The most obvious use for this is to distribute an application with a scripting interface.
Users can write simple scripts which change behaviour, or react to events, without needing to learn a toy-language, or even necessarily have a compiler setup.
There are some circumstances where an interpreter is useful: For example, it should be possible to make better golang repls with an interpreter than with a binary.
In a "scripting" scenario, you can load some golang code at runtime without needing to bring the full golang compiler toolchain along, which keeps the nice "single binary" deploys of golang. It may be possible to sandbox scripts as well (though I haven't looked into how that could work with this implementation), which could reduce the risk of running scripts (less likely to shoot yourself in the foot. Probably not a security boundary -just look at how much work goes into safe JS in browsers to have that).
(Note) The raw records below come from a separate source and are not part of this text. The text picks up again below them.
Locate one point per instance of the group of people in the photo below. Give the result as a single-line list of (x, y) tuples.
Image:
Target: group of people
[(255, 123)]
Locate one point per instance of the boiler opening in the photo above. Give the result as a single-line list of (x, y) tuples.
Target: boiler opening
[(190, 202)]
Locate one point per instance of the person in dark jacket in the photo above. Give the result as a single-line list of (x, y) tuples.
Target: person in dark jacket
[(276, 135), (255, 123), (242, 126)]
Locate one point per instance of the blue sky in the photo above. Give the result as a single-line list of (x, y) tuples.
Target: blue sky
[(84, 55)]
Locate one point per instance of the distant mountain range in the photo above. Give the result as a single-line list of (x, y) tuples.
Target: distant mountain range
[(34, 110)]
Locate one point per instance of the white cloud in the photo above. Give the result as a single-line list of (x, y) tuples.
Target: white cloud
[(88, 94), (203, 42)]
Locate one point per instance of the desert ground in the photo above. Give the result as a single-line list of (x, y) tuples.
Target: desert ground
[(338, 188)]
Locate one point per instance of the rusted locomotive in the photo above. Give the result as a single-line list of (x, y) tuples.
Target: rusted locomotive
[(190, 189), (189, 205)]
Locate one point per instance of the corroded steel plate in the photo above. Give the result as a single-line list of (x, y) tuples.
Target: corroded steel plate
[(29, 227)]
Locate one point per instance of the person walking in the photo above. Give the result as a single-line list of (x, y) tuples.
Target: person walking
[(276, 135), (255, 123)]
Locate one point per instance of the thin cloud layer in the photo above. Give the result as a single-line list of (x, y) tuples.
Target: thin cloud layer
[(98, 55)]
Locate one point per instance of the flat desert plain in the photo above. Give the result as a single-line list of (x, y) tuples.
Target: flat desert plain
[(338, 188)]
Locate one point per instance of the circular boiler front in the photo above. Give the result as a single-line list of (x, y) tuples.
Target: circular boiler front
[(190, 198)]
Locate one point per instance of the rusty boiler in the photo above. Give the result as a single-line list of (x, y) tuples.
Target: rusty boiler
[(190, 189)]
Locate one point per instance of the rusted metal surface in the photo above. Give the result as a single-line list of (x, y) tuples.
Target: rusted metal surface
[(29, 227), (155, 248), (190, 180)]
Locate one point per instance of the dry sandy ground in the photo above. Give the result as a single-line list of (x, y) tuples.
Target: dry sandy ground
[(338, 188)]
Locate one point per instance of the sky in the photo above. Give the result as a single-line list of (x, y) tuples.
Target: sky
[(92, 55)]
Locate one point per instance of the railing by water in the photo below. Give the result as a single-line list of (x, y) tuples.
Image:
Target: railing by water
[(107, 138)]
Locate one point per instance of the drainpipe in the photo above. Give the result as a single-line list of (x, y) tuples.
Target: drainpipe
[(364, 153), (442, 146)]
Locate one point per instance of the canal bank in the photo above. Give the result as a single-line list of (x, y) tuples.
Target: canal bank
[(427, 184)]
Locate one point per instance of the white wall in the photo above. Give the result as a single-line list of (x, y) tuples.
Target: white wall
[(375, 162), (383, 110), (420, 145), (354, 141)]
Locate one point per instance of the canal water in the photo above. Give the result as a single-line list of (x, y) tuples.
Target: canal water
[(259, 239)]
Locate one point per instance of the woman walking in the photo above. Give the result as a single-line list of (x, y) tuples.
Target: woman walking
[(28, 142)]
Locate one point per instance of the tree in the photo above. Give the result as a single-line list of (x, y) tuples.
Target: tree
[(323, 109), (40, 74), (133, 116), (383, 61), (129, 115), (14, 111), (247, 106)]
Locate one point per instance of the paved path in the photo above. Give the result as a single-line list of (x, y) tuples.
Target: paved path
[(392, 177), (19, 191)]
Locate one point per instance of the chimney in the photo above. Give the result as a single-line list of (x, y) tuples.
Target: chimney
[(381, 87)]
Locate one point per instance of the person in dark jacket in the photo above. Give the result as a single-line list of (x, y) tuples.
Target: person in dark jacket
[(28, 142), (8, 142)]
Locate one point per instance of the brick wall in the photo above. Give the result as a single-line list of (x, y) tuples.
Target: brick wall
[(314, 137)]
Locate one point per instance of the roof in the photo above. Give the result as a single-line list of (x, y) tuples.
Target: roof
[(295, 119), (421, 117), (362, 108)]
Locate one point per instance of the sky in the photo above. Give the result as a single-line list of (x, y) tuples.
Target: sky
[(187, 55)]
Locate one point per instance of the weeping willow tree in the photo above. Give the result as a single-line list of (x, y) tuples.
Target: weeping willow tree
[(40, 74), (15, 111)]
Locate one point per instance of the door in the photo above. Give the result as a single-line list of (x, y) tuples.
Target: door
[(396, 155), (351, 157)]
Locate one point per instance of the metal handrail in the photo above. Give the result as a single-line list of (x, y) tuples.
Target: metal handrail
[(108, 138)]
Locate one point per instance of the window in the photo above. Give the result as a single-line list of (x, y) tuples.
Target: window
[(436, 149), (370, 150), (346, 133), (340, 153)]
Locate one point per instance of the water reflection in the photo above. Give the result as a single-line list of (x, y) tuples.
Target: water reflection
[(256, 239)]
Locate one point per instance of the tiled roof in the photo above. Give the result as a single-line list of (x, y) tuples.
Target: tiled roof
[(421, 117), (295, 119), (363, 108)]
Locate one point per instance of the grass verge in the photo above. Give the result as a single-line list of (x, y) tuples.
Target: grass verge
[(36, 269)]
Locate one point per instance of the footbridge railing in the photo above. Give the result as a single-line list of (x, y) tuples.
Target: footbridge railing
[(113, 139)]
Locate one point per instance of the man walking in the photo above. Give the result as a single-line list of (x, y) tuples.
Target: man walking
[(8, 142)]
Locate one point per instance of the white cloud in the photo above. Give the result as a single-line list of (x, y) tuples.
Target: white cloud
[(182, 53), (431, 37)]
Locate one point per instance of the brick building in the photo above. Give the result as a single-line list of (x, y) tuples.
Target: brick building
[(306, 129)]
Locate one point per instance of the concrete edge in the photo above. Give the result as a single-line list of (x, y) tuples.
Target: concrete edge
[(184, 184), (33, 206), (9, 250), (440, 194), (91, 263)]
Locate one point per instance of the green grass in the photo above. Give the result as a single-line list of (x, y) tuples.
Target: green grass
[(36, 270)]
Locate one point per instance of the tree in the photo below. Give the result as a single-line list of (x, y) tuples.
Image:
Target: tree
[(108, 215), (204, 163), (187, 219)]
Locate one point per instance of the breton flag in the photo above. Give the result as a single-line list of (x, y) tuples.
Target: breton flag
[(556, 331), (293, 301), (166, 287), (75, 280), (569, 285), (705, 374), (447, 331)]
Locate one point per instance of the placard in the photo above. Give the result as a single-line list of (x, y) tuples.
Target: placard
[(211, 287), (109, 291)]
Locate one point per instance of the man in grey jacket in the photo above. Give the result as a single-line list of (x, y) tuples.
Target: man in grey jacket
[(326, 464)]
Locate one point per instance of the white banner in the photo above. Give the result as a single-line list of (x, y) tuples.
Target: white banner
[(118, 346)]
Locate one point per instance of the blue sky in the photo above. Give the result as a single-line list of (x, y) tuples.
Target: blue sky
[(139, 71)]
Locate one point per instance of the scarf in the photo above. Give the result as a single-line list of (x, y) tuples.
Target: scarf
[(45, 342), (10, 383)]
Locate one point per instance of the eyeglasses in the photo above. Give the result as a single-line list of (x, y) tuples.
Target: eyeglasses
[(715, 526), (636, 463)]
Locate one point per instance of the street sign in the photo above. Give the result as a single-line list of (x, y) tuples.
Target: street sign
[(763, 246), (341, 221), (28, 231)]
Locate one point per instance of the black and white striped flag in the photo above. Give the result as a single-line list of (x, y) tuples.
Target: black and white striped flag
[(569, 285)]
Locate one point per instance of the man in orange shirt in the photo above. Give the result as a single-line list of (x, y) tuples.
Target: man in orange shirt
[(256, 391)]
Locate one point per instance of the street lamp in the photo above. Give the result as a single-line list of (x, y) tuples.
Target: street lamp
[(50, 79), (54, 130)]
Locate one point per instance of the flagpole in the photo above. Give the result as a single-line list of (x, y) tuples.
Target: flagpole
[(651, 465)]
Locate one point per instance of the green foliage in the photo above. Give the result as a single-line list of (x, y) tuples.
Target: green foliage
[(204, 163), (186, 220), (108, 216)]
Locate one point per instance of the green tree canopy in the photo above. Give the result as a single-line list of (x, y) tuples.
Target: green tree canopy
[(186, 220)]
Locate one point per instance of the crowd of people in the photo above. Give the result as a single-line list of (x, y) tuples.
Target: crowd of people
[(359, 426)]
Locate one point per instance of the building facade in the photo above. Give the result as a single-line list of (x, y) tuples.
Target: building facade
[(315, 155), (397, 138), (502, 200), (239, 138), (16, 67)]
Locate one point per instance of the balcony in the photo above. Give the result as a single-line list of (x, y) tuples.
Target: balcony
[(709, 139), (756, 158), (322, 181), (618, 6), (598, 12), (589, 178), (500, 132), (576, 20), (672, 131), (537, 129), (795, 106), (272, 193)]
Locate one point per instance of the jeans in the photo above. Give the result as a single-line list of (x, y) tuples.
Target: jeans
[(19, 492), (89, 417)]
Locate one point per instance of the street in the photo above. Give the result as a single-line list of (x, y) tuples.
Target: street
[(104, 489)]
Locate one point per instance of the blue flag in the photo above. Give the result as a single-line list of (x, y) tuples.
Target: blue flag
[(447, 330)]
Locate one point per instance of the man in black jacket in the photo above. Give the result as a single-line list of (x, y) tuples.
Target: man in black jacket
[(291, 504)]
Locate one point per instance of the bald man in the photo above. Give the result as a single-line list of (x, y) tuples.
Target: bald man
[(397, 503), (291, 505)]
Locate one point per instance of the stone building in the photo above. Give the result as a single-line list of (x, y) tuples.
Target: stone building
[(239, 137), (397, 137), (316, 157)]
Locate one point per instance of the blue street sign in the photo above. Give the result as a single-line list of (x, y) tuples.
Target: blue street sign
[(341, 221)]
I'm working on an approach for Golang sandboxing which works through whitelisting imports, and munging all references, casting operations, and function calls, which lets one whitelist those as well. I would disallow all io and network access.
Could you not just hijack the system calls/c runtime? Then you can still do "safe" I/O without a specific API (Or are you rewriting the stdlib on top of the API? I've never actually used go so I don't really know anything about how it does or doesn't work usually)
Users can write simple scripts which change behaviour, or react to events, without needing to learn a toy-language, or even necessarily have a compiler setup.